We asked AAPI members of the FoodCorps community about their experiences celebrating food as a love language all year long. Here’s what a few folks told us.
“My family has always shown me their love through food. Food is love. Food is necessary for survival, and not only as a means of eating nutrients. Food tells the story of our people—our history, culture, creativity, joy, and struggle. Tasting the flavors and learning recipes passed on by my family and Hakka Chinese and Filipino ancestors is an act of love, resistance, and preservation. My favorite food memory, and the earliest memory I can recall, is eating Sinigang Na Hipon with my Lolo (my maternal grandfather). Sinigang Na Hipon is a sour tamarind-based Filipino soup with head-on shrimp and veggies served with white rice. This dish has indigenous roots and was eaten by Filipinos long before Spanish colonization. Whenever I miss home or I’m feeling down, I know I can make and eat this soup and be transported to that dinner table with my Lolo, to the kitchen where my Lola (my maternal grandmother) or my mom would make it, or to the Kamayan-style family feasts we would host where this soup would make a special appearance alongside a diverse array of other delectable bites. This dish brings me so much joy.”

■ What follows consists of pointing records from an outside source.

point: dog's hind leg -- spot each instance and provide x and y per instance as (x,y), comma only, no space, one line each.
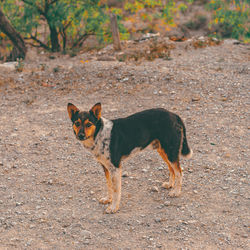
(176,191)
(107,199)
(116,174)
(171,170)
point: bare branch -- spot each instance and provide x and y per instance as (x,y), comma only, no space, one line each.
(43,45)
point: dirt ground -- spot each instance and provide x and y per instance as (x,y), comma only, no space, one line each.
(50,185)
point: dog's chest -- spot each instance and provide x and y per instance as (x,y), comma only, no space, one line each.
(100,147)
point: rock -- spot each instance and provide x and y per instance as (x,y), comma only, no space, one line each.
(125,174)
(155,189)
(8,65)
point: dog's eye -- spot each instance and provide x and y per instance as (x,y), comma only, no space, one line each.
(77,124)
(88,125)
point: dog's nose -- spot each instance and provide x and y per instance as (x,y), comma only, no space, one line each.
(81,137)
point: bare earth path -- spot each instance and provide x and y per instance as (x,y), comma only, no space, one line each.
(50,186)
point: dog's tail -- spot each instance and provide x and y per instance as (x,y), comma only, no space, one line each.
(186,151)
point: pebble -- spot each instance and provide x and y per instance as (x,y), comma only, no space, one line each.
(125,174)
(155,189)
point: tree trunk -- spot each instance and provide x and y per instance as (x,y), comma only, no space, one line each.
(19,50)
(55,46)
(115,32)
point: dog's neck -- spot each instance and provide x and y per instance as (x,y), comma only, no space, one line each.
(91,142)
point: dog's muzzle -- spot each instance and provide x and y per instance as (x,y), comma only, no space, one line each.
(81,137)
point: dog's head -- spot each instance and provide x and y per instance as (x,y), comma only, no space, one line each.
(84,123)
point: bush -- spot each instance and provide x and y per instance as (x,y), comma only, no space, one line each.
(230,19)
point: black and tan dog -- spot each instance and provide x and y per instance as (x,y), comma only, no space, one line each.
(111,141)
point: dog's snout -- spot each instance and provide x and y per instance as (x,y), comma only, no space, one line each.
(81,136)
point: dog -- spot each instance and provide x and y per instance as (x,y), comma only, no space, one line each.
(112,141)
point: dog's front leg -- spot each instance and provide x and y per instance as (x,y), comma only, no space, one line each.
(116,174)
(107,199)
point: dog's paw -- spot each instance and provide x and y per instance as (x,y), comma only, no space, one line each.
(111,209)
(105,200)
(175,192)
(167,185)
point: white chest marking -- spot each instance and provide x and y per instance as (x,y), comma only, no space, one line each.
(100,146)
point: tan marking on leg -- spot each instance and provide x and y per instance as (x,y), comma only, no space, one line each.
(171,170)
(178,177)
(107,199)
(116,184)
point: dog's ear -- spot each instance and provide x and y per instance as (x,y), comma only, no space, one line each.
(96,110)
(72,110)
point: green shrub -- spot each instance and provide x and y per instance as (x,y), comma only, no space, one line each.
(230,18)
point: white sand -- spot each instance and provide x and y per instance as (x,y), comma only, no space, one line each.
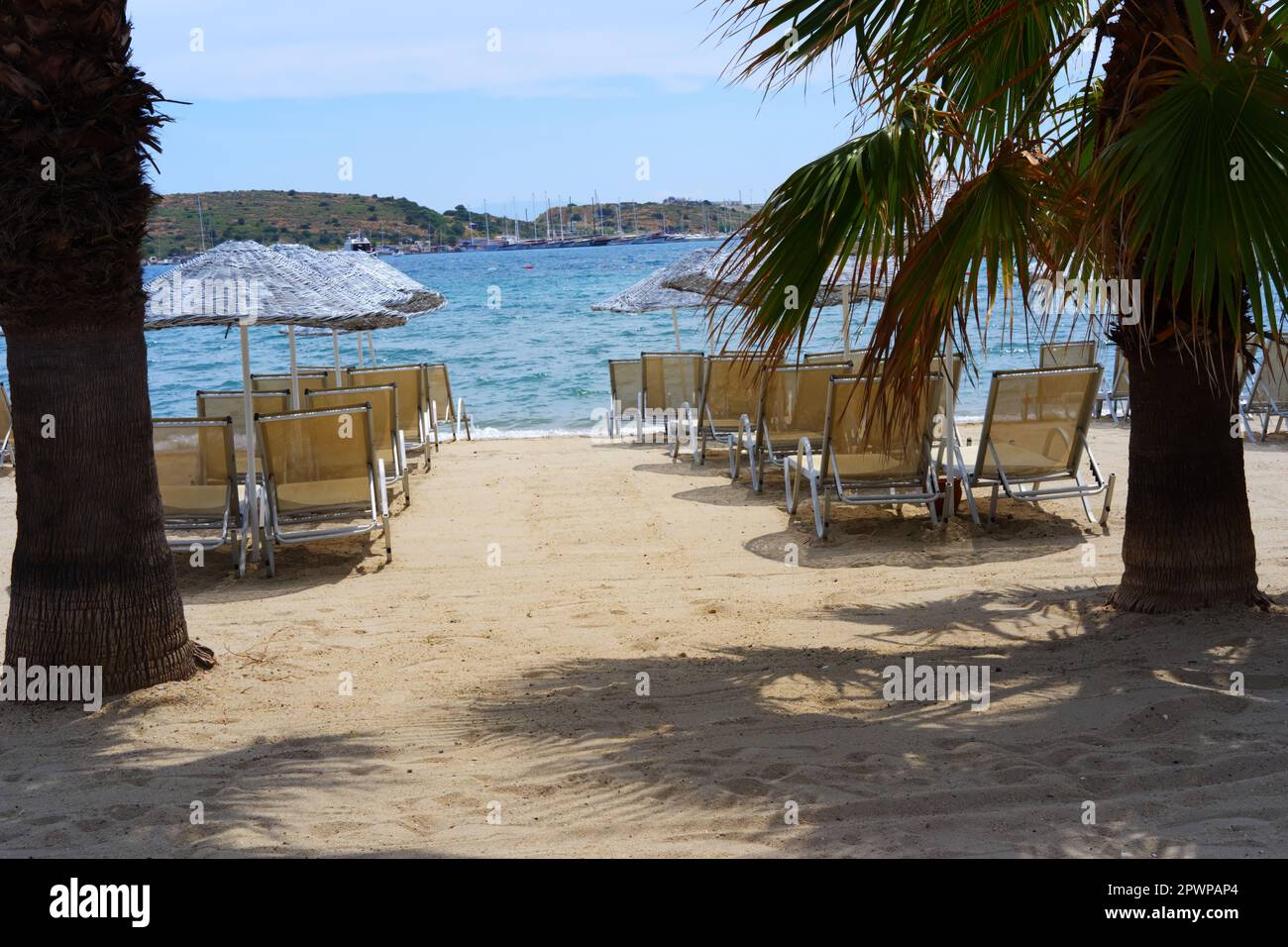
(516,684)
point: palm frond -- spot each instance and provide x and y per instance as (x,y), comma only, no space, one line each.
(866,200)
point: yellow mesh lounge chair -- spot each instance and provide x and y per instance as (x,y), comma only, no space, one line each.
(793,405)
(442,406)
(625,385)
(281,380)
(5,428)
(233,405)
(832,357)
(385,431)
(1119,397)
(1269,395)
(730,394)
(198,484)
(322,476)
(1067,355)
(863,460)
(1035,432)
(413,414)
(671,384)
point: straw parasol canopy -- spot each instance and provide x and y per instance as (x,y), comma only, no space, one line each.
(366,273)
(248,283)
(651,295)
(243,283)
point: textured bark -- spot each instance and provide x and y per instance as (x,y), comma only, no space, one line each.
(91,579)
(1188,541)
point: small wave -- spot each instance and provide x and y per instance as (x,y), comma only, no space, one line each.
(524,433)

“Food is spicy, colorful, tasty, and mostly nutritious or purposeful in nourishing the body. Delicious and/or nutritious food speaks to my heart. If you cook for me, I might fall a bit in love with you. Gujarati food is a part of my cultural heritage that I feel most passionate about preserving, because it honors my grandma and the way she’d often cook an amazing full course lunch for over 15 people daily in Nairobi, Kenya. When I visited her one summer, I loved learning to make chevdo, a popular savory/sweet snack made of spiced, fried, and dried lentils, potatoes, and nuts, with her.
“After the birth of each of my three kids, my mom would come to the hospital and deliver my first meal. She would bring miyeok guk (Korean seaweed soup), rice and banchan (small Korean side dishes). Miyeok guk is often served to new mothers and it’s traditional to have it on your birthday to honor your mother. The legend is that Koreans long ago would watch mother whales eat seaweed after giving birth. Koreans felt it must be nourishing to eat seaweed and adopted the tradition. This meal will always mean love to me. I cannot tell you how delicious that first spoonful of miyeok guk was in the hospital and how nourished and loved I felt eating that meal.”